Following the closing of the merger, the combined company will be a leading global producer and distributor of nitrogen and phosphate fertilizer products. CF Industries and Terra have complementary strengths in nitrogen, providing breadth and flexibility in product offerings. In addition, the locations of CF Industries' and Terra's facilities together expand the combined company's domestic reach.
Terra's focus on industrial customers and CF Industries' focus on agricultural customers are complementary and ensure greater strength and resilience through industry cycles. Stockholders of the combined company also will benefit from the value generated by CF Industries' world-scale phosphate business. Furthermore, the enhanced scale and improved access to the capital markets for the newly combined company will allow it to build on existing and future growth initiatives to generate stockholder value.
The transaction is anticipated to create annual cost synergies of up to $135 million, driven primarily by the elimination of overlapping corporate functions, optimization of transportation and distribution systems, and through greater economies of scale in procurement and purchasing. The transaction is expected to be significantly accretive to CF Industries stockholders on both a GAAP and cash EPS basis.
On March 5, 2010, CF Industries filed with the U.S. Securities and Exchange Commission a prospectus/offer to exchange on Form S-4 in connection with its pending exchange offer for all of Terra's outstanding common stock. As a result of the parties' execution of the merger agreement, CF Industries will amend the prospectus/offer to exchange to reflect the terms and conditions of the merger agreement. In accordance with the terms of the merger agreement, CF Industries is extending the expiration of the exchange offer to midnight, New York City time, on April 2, 2010.
Under the terms of the merger agreement, following completion of CF Industries' exchange offer, a subsidiary of CF Industries will merge into Terra and any Terra stockholders that did not tender their shares into CF Industries' exchange offer will receive in the merger the same consideration paid in the CF Industries exchange offer.

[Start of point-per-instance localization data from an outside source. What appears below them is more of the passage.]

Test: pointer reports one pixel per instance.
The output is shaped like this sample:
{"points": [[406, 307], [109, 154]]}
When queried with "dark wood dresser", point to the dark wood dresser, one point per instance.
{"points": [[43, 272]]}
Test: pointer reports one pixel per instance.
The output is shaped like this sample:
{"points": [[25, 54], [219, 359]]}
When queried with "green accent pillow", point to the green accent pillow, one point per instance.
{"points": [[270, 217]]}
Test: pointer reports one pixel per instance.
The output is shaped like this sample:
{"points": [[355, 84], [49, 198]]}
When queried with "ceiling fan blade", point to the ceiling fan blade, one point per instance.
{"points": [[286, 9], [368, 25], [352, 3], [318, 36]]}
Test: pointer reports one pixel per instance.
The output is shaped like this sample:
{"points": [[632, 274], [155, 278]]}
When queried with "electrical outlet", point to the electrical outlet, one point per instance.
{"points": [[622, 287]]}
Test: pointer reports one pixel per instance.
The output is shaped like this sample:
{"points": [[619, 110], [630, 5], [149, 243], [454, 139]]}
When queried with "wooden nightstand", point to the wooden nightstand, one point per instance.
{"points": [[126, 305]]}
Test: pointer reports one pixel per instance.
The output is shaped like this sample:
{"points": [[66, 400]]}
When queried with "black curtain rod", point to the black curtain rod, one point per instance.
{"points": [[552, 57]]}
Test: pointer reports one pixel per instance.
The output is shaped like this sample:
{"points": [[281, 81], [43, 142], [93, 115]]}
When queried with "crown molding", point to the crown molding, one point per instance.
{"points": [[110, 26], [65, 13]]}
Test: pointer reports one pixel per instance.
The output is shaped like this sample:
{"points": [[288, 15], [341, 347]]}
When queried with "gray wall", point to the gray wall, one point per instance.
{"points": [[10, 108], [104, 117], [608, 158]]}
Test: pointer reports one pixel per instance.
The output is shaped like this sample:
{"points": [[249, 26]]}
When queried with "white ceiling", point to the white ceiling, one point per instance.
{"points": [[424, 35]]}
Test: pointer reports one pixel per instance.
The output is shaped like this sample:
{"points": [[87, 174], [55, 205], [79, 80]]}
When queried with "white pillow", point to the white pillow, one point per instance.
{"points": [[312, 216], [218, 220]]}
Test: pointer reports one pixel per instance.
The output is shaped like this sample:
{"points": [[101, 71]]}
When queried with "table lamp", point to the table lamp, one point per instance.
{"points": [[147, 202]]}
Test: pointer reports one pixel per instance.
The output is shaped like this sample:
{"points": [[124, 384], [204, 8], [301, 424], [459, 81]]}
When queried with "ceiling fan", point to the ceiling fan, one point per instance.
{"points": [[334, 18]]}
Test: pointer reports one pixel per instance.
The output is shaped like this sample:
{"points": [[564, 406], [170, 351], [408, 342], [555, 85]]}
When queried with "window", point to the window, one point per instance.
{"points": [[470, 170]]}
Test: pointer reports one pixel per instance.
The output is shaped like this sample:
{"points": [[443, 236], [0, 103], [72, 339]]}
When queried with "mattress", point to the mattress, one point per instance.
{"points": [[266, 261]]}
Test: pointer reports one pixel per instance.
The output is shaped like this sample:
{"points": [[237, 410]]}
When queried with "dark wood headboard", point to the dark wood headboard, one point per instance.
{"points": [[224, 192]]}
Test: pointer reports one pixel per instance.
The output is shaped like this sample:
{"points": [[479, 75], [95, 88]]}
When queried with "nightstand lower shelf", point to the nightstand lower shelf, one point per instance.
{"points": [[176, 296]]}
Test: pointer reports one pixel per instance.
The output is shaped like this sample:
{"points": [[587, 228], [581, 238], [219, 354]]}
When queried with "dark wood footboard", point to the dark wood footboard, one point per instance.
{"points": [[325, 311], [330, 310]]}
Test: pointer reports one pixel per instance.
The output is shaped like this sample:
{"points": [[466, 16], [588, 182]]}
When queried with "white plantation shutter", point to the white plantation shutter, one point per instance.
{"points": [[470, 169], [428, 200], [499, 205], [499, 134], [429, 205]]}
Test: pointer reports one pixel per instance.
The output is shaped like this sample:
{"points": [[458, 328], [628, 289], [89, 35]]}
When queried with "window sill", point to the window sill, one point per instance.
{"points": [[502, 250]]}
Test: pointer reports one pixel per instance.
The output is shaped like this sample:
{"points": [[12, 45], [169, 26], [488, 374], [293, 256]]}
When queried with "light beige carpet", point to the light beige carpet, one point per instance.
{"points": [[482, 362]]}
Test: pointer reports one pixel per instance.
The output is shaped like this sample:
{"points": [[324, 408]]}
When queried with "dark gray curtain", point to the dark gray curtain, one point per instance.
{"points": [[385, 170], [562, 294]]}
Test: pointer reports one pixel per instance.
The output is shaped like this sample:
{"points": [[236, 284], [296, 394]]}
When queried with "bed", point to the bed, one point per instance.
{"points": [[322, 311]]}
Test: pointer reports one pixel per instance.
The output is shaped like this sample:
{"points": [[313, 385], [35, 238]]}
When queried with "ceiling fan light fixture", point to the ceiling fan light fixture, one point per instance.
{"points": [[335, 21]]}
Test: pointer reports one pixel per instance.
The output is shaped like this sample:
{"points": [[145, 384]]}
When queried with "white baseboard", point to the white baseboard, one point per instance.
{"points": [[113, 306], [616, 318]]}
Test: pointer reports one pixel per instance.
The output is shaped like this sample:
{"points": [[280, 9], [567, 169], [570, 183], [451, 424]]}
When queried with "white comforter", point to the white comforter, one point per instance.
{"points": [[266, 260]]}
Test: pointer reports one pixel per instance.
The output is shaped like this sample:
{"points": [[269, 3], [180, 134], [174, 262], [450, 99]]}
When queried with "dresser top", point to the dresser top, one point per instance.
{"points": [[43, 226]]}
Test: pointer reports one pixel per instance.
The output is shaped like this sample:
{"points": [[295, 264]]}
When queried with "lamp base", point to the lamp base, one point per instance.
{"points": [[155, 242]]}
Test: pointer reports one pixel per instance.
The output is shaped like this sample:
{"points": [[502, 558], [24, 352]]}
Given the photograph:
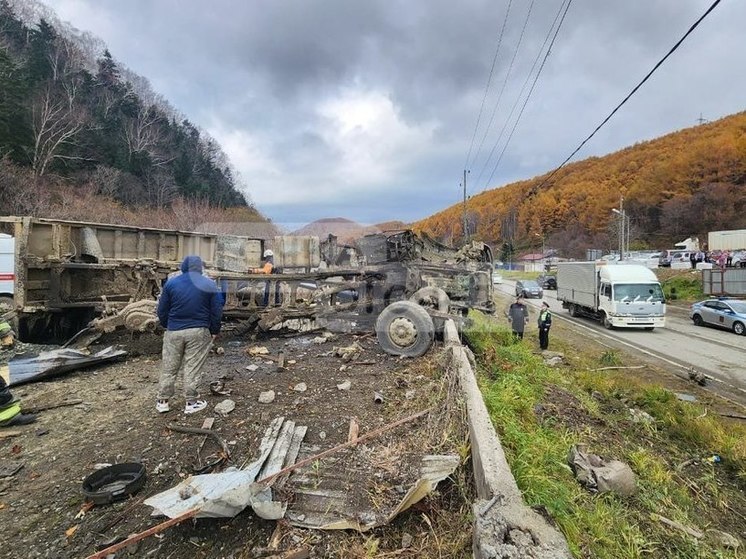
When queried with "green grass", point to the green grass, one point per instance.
{"points": [[514, 382], [683, 287]]}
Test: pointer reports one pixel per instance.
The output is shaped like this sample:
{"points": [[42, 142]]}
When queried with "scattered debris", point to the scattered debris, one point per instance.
{"points": [[45, 407], [267, 397], [223, 456], [618, 367], [348, 353], [225, 407], [599, 475], [333, 510], [354, 430], [722, 539], [678, 525], [699, 378], [640, 416], [114, 483], [218, 388], [23, 369], [9, 469]]}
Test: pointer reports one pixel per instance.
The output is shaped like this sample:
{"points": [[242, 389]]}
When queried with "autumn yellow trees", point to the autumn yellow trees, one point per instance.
{"points": [[683, 184]]}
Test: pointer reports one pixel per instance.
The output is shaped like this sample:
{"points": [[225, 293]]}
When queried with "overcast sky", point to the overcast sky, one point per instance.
{"points": [[368, 109]]}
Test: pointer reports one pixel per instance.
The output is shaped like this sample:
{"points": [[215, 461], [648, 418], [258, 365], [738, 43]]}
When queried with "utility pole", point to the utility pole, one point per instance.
{"points": [[466, 230]]}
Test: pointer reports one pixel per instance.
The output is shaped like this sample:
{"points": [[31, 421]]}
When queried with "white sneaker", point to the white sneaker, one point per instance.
{"points": [[161, 406], [194, 407]]}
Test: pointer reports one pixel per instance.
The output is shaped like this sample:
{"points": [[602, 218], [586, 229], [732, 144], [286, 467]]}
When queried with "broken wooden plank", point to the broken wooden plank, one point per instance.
{"points": [[45, 407], [370, 435], [354, 430], [157, 529]]}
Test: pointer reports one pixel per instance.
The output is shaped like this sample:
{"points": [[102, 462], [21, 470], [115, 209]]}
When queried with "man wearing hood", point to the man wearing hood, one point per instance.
{"points": [[190, 308]]}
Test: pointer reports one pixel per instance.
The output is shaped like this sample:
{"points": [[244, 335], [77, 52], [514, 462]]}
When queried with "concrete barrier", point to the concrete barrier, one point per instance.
{"points": [[504, 527]]}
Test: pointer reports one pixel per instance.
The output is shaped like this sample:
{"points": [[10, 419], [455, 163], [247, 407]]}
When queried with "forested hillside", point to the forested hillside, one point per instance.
{"points": [[80, 133], [683, 184]]}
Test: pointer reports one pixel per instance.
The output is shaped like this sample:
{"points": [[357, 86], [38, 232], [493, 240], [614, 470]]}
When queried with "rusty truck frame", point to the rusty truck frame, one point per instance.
{"points": [[73, 276]]}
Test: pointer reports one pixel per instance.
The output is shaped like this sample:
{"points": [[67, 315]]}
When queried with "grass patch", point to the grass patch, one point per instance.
{"points": [[540, 412], [681, 285]]}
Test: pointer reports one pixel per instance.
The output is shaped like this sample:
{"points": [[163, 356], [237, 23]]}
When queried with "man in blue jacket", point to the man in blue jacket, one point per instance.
{"points": [[190, 309]]}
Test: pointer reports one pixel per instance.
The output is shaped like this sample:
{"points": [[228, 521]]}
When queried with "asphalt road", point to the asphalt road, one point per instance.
{"points": [[721, 354]]}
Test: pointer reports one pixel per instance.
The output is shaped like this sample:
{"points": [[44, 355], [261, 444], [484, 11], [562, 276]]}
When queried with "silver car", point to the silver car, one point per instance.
{"points": [[724, 313]]}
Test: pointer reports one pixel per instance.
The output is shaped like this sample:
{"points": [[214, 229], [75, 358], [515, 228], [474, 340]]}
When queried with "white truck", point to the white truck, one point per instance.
{"points": [[616, 294], [727, 240], [7, 272]]}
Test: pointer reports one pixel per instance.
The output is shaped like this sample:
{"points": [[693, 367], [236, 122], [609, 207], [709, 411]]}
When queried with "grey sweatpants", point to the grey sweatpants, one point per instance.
{"points": [[187, 350]]}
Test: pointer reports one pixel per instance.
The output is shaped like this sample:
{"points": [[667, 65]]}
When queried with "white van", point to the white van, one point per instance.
{"points": [[7, 271]]}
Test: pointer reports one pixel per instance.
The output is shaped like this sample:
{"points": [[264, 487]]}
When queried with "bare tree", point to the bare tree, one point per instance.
{"points": [[56, 121]]}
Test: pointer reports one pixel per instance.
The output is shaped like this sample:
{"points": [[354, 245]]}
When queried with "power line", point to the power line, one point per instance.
{"points": [[487, 86], [631, 93], [533, 85], [525, 85], [500, 95]]}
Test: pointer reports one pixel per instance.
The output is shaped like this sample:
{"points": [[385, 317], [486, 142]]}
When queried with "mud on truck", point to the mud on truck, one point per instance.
{"points": [[77, 280]]}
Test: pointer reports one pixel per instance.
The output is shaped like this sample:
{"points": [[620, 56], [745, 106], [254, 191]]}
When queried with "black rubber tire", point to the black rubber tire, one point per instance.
{"points": [[606, 322], [405, 328]]}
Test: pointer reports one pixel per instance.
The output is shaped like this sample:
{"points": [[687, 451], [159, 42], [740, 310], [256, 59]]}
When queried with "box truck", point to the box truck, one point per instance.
{"points": [[616, 294]]}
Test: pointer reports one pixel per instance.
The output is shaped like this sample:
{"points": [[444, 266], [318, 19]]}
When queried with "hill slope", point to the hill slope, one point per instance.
{"points": [[71, 115], [683, 184]]}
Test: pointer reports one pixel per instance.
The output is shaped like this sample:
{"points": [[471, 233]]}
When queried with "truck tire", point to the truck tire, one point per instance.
{"points": [[404, 328], [606, 322], [6, 304]]}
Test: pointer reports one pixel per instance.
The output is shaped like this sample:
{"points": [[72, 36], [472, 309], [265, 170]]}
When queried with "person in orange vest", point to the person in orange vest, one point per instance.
{"points": [[268, 268]]}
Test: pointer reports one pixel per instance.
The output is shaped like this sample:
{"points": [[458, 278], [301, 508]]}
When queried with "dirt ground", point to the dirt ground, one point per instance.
{"points": [[40, 506]]}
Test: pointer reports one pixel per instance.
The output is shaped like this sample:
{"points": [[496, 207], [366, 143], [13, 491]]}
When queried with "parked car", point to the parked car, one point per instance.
{"points": [[528, 289], [547, 281], [723, 313]]}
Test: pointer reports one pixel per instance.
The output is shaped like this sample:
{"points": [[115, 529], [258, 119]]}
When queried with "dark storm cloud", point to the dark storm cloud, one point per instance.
{"points": [[367, 109]]}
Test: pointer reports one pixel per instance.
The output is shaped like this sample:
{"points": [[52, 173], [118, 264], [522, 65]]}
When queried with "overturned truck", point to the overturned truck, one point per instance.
{"points": [[90, 277]]}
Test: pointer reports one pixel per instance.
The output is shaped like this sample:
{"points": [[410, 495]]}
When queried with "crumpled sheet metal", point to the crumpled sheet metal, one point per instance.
{"points": [[332, 509], [31, 368], [226, 494]]}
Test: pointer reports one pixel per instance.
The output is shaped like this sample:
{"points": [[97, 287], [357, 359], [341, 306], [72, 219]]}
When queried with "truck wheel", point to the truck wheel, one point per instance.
{"points": [[405, 328], [6, 304], [606, 322]]}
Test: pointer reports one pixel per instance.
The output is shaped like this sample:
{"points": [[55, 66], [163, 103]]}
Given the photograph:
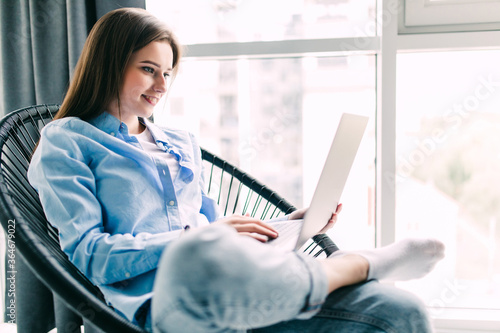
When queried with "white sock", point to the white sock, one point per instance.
{"points": [[407, 259]]}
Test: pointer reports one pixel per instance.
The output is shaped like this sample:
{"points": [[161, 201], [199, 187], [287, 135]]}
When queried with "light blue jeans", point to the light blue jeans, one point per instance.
{"points": [[213, 280]]}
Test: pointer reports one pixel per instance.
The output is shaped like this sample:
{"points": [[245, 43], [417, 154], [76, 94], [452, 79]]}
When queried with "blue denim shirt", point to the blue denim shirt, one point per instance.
{"points": [[117, 208]]}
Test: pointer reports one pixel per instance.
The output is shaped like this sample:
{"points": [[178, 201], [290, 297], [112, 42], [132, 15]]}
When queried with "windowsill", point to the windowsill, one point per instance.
{"points": [[467, 321]]}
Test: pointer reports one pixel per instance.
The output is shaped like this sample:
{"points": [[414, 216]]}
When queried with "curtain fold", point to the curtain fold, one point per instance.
{"points": [[40, 43]]}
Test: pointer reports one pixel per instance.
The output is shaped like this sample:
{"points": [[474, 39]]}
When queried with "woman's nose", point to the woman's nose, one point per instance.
{"points": [[161, 84]]}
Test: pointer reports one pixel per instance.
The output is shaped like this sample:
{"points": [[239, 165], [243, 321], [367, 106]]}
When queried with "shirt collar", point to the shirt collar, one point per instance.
{"points": [[110, 124]]}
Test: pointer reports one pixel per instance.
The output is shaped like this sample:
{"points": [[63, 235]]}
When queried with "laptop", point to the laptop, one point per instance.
{"points": [[295, 233]]}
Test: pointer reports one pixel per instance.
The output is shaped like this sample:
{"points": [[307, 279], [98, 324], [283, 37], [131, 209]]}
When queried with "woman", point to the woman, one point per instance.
{"points": [[121, 191]]}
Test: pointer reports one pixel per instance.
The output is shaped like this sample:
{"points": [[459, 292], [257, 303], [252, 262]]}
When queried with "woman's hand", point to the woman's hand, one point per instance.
{"points": [[300, 213], [249, 226]]}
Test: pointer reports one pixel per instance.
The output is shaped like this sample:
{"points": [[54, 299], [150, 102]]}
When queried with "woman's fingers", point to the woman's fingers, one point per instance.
{"points": [[248, 225]]}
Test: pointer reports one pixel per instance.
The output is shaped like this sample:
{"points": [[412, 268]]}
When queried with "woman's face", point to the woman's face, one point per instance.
{"points": [[144, 83]]}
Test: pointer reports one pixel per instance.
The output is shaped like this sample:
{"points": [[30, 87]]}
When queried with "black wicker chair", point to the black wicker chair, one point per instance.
{"points": [[22, 215]]}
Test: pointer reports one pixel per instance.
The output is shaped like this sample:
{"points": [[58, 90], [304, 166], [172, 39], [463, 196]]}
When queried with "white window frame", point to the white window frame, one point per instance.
{"points": [[392, 38], [417, 16]]}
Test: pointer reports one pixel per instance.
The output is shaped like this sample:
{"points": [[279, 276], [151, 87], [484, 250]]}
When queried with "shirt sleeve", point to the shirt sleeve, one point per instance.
{"points": [[60, 172]]}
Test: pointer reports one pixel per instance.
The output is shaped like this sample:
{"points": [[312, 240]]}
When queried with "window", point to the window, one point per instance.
{"points": [[449, 15], [448, 157], [274, 92]]}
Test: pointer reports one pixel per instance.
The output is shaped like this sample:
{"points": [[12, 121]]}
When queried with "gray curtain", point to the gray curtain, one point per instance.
{"points": [[40, 42]]}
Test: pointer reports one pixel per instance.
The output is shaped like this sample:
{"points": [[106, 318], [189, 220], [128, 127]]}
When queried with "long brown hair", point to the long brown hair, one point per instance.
{"points": [[98, 74]]}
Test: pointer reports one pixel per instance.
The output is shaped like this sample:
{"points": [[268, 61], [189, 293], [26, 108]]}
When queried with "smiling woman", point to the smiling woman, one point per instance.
{"points": [[121, 204]]}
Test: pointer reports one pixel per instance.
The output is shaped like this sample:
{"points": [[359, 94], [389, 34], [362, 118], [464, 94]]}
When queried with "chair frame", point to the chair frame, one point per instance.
{"points": [[24, 221]]}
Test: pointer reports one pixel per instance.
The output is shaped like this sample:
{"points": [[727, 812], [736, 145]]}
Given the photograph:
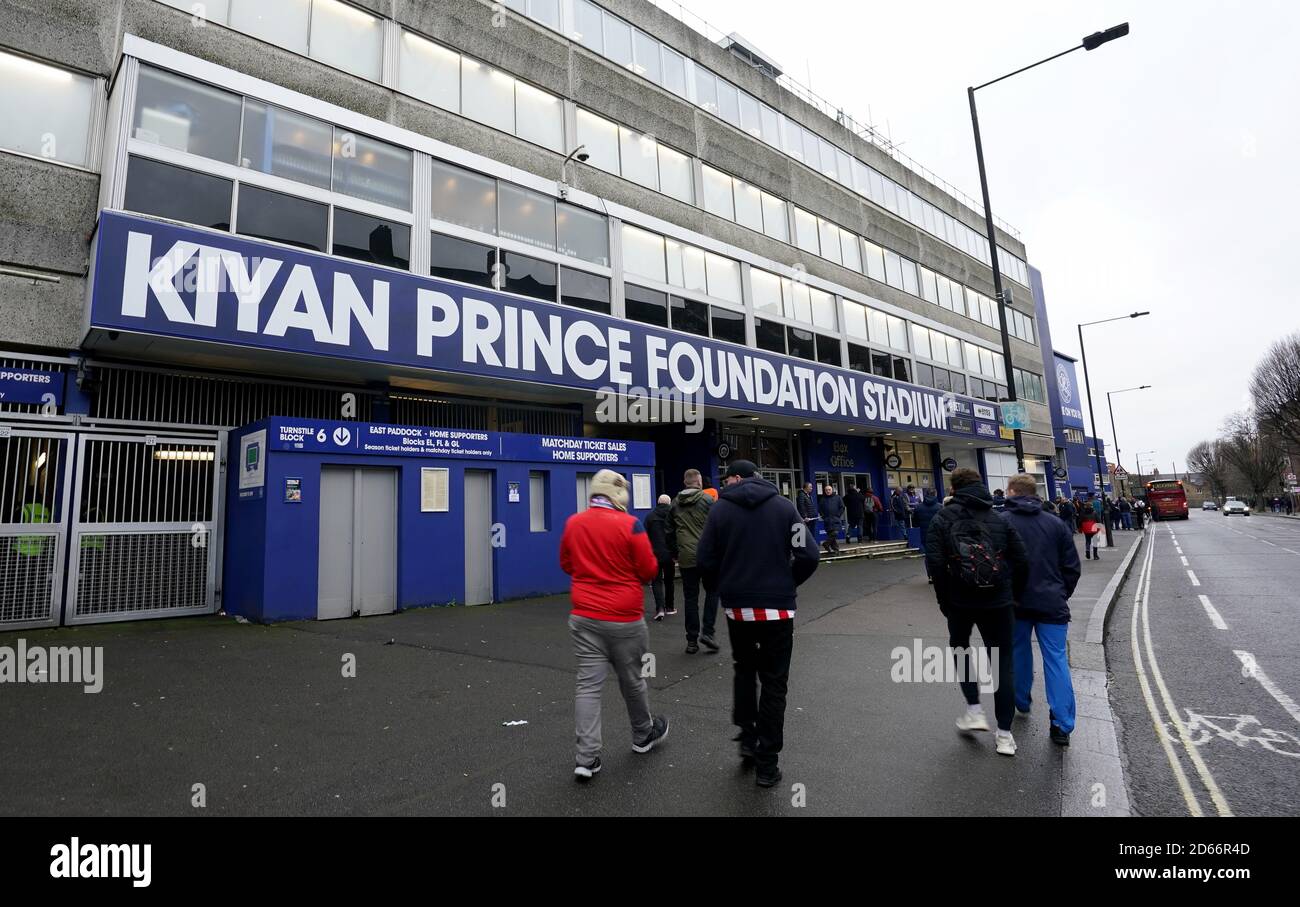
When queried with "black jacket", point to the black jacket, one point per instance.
{"points": [[746, 552], [854, 506], [657, 528], [974, 502], [1054, 565]]}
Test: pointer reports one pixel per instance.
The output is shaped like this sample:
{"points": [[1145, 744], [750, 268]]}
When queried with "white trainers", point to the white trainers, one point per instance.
{"points": [[973, 719]]}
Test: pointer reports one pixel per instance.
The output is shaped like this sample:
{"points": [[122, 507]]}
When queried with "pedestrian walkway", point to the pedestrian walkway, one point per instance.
{"points": [[449, 702]]}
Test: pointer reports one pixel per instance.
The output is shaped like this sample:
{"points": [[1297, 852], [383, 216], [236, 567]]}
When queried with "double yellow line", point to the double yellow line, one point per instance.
{"points": [[1140, 607]]}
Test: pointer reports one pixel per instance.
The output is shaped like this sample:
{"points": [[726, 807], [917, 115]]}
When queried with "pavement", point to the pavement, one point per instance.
{"points": [[1205, 680], [453, 710]]}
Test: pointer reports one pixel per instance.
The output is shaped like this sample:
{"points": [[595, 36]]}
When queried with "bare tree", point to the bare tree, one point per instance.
{"points": [[1207, 458], [1275, 389], [1255, 452]]}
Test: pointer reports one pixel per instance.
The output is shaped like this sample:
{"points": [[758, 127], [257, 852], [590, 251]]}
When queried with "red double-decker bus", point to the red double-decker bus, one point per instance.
{"points": [[1166, 499]]}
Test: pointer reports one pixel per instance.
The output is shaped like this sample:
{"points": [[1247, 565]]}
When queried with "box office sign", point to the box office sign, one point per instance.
{"points": [[165, 280]]}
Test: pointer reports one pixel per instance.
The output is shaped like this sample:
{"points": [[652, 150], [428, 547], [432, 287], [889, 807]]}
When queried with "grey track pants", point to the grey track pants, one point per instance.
{"points": [[598, 646]]}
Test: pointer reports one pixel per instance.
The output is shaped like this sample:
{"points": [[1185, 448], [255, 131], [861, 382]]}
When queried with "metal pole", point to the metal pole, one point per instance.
{"points": [[997, 278], [1096, 446]]}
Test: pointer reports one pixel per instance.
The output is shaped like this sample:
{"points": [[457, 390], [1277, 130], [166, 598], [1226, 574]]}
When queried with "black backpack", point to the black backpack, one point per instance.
{"points": [[973, 556]]}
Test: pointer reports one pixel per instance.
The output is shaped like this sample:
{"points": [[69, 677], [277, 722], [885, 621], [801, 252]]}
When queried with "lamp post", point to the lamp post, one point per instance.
{"points": [[1112, 408], [1090, 43], [1092, 413]]}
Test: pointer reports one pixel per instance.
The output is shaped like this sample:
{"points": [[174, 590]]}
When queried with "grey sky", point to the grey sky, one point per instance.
{"points": [[1155, 173]]}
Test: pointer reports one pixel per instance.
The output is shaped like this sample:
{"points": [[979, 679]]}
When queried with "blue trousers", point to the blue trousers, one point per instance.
{"points": [[1056, 669]]}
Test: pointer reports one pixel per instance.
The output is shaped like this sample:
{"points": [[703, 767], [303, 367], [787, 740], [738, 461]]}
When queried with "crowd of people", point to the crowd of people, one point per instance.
{"points": [[1004, 563]]}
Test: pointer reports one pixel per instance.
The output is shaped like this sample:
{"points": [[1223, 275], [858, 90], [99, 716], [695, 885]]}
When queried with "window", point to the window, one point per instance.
{"points": [[585, 291], [346, 38], [372, 170], [749, 207], [538, 502], [601, 138], [527, 216], [642, 254], [675, 176], [528, 277], [723, 277], [163, 190], [728, 325], [282, 218], [646, 50], [689, 316], [464, 198], [718, 194], [770, 335], [460, 260], [538, 117], [186, 116], [429, 72], [649, 307], [801, 343], [286, 144], [372, 239], [767, 291], [46, 111], [583, 233], [488, 95], [638, 157], [774, 218], [282, 24], [828, 350]]}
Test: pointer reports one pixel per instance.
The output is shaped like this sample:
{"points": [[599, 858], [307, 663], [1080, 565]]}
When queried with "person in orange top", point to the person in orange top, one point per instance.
{"points": [[607, 554]]}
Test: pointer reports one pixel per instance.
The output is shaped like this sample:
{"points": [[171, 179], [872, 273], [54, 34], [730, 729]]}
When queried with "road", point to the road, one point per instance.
{"points": [[1201, 652]]}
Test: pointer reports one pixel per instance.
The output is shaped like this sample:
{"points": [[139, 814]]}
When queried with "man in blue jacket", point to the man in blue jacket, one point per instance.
{"points": [[755, 550], [1044, 606]]}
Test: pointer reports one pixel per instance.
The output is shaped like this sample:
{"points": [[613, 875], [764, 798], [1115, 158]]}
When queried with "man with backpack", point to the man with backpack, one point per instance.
{"points": [[980, 569]]}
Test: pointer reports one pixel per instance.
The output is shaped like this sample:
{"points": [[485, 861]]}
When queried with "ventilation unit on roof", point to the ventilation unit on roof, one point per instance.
{"points": [[752, 55]]}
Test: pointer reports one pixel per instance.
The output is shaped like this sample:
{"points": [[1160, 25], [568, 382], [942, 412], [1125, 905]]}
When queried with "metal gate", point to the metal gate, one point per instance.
{"points": [[144, 534], [35, 491]]}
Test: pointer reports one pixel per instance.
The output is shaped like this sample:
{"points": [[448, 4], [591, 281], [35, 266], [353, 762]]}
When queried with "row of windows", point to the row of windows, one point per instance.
{"points": [[222, 126], [1028, 386], [633, 156], [624, 44], [502, 208]]}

Upon completion of the merger, Terra will become an indirect wholly-owned subsidiary of CF Industries, and Terra common stock will cease to be traded on the NYSE. The merger will require the approval of Terra's stockholders unless CF Industries owns at least 90% of the outstanding shares of Terra common stock following completion of its exchange offer, and, if necessary, after CF Industries' exercise of the top-up option under the terms of the merger agreement.